My lists aren’t always mega-challenging, like scaling Mount Everest. Sometimes I just want to pack a picnic lunch on a sunny day that I should be working, or paint a waterfall at a park I’ve never been to. But even activities like these can be so hard to accomplish – time, priorities, and even talking myself out of certain adventures are all factors that get in the way.
Now that I’m older and have a full-time job, a house to take care of and a boyfriend to share my time with, it’s so much harder to spend my summers the way I used to. It’s hard to spend my time wisely, to be as proactive. And yet I still have a burning desire to do so much like I did back then.
It doesn’t help that when I’m short on time, I tend to fret over all that I want to accomplish but haven’t yet. If I had it my way, I’d have my summers free again so I could do it all. But that’s not the case, so rather than wait for the end of summer to reflect on what I did or didn’t do, I’m going to write a list now of what I hope to accomplish, and I’ll tackle them one-by-one. The hope is that by scheduling the time, it will make it that much easier.
So in no particular order, here’s my list of what I hope to accomplish this summer. I need you, dear reader, to hold me to it!
– Go to a winery and that chocolate factory that I keep hearing about
– Complete a race
– Sign up for a class (salsa dancing, painting, sailing, hunter’s safety course)
– Find a great cook who can teach me how to make tomato sauce and other must-know recipes
– Use a vacation day to take a day trip somewhere I’ve never been
– Ride my bike on a Rail Trail
– Camp out in a tent, whether it’s in a state park or my own backyard
– Go fishing at my favorite stream
– Go deep sea fishing in Maine
– Go whale watching
– Take my niece to the Butterfly Conservatory
– Sew something, anything
– Read a novel
– Spend a day in good ol’ Boston or NYC
– Spend more time with my friends
– Go rock climbing, zip lining or sky diving
– Schedule a day at the spa with my mom
– Volunteer for a cause I really believe in
– Go on a picnic, or two or three
Basically, if it’s crossed my mind as something I think I’d enjoy doing, I’d like to try it. Or if it’s something I used to do as a kid and my soul could use more of it, I’d like to do it again, this summer.

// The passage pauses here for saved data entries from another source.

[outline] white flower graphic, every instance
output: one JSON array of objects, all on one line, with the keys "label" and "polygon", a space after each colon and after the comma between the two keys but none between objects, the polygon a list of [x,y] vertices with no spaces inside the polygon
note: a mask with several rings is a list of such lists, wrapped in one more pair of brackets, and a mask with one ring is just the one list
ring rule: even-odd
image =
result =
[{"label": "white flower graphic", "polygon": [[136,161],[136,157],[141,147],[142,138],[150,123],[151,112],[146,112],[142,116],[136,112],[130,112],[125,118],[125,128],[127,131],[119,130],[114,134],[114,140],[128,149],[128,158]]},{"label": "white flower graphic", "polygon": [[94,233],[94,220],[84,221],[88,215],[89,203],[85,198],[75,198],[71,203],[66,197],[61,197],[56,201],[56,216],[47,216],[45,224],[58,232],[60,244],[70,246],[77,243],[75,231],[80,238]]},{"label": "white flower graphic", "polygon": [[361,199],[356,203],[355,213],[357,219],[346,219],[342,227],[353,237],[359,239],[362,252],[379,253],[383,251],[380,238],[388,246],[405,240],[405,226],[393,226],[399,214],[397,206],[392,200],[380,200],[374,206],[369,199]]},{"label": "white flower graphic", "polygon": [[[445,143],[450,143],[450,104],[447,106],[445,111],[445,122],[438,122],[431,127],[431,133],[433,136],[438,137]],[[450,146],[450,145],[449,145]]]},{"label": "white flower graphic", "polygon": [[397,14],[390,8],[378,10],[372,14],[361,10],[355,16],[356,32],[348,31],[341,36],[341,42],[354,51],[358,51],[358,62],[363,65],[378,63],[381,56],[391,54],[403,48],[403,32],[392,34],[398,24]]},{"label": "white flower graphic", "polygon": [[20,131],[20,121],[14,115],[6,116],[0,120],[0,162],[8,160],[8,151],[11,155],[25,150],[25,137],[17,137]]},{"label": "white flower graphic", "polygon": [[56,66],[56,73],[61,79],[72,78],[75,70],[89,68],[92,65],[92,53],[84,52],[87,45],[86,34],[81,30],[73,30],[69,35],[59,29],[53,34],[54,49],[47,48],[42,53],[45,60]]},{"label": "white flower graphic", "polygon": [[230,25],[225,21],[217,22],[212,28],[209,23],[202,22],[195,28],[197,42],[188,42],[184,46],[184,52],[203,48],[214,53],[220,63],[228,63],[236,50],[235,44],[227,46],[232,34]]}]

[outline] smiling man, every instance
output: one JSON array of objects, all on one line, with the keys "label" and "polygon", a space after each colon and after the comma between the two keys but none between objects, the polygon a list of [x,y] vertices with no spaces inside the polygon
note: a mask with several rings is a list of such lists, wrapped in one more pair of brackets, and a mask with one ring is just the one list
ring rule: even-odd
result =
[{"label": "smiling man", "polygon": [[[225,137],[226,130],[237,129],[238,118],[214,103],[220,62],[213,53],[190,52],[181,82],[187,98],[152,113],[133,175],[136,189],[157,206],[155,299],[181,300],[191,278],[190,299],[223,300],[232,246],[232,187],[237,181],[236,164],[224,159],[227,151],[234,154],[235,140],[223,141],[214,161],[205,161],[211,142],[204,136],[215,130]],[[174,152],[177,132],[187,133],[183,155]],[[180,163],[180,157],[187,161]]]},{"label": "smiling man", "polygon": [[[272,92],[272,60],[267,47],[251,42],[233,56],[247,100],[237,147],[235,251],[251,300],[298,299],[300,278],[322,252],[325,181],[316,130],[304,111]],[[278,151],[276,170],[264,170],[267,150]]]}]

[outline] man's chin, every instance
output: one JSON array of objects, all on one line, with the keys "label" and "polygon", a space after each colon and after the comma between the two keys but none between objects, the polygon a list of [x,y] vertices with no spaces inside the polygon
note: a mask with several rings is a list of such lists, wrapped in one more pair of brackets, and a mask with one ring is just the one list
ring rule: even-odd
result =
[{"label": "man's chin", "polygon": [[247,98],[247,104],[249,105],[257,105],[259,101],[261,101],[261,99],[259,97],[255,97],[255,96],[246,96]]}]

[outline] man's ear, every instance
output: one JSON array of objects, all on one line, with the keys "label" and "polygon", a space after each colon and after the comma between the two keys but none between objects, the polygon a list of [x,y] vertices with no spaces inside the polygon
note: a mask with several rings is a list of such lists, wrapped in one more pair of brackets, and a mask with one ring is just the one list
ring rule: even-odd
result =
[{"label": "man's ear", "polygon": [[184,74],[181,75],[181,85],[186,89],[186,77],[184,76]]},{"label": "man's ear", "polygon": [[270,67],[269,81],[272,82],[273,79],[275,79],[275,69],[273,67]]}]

Having a list of things to work toward gives me something to look forward to. I can’t help but feel enriched, well-rounded and alive both in the moment and afterwards while reliving the memory. I’m well aware that this is a long list and is likely to keep growing. I’m also aware that I’m a perfectionist and I tend to feel inadequate when a list isn’t completely crossed off. I’m also well aware that some things I might not enjoy or might not be good at (every summer I’ve tried to learn how to drive standard but never practice enough to call it a new skill — notice it’s not on the list). Nevertheless, this is the list that will motivate me over the coming months. In the grand scheme of things, it will help me enjoy my life and not go through the motions. When the summer is over, I can’t wait to see what I’ve accomplished.
What’s on your list? Do you dream of taking a photography course or hope to go horseback riding this summer? Whatever it is that you daydream doing or learning, I hope this is the summer you make it happen!